In case there is still confusion by what I mean when I say, "one at a time", imagine that col1 and col2 are instead collections of different types of marbles, with duplicates. I want to form col3 such that I have the minimum amount of the different types of marbles, so that I can remove enough marbles from col3 to form col1, then put the marbles back into col3, then remove enough marbles to form col2.

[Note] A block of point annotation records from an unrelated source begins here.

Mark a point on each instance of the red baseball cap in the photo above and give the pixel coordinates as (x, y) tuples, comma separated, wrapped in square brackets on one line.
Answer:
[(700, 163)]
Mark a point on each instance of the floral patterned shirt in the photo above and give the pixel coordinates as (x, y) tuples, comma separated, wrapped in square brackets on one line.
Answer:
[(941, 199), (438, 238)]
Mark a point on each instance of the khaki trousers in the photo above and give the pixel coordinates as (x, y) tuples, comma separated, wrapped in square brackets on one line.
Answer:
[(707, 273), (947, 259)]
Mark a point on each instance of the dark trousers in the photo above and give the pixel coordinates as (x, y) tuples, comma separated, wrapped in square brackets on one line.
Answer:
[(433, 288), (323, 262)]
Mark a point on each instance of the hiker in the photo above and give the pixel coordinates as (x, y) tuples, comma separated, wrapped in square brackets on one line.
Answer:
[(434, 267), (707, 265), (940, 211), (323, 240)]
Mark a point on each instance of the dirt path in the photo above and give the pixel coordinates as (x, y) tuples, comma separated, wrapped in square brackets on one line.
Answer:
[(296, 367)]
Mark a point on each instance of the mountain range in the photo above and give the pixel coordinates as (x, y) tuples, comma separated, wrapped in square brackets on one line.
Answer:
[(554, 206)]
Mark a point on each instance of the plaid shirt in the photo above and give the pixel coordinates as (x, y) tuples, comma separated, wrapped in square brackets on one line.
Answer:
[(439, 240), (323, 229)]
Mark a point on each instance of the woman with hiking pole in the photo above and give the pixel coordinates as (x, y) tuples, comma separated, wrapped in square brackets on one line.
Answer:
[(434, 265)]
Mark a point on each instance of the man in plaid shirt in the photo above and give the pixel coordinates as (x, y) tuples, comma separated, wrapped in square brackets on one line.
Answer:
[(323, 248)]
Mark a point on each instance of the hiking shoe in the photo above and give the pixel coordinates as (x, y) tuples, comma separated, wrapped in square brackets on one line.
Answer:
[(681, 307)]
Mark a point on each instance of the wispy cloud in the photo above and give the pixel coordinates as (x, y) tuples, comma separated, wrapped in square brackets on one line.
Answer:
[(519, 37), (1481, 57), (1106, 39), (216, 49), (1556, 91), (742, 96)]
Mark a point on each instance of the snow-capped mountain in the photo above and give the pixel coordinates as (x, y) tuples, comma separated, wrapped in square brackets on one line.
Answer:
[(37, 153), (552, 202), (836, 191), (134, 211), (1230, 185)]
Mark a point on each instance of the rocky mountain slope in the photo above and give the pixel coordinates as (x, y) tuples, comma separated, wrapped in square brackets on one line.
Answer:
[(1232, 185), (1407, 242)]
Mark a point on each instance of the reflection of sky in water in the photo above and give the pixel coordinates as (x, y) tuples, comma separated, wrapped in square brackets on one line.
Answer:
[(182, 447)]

I would love it if the answer used LINQ to come up with a single expression that solves the problem, because the two methods I've thought of so far involve:

  1. Merging dictionaries which contain histograms (i.e., number of occurences of each different integer).
  2. Constructing a dictionary from col1 and then doing a "mark and insert" type operation while processing col2, resulting in a final dictionary with just enough count for each integer to satisfy my criteria.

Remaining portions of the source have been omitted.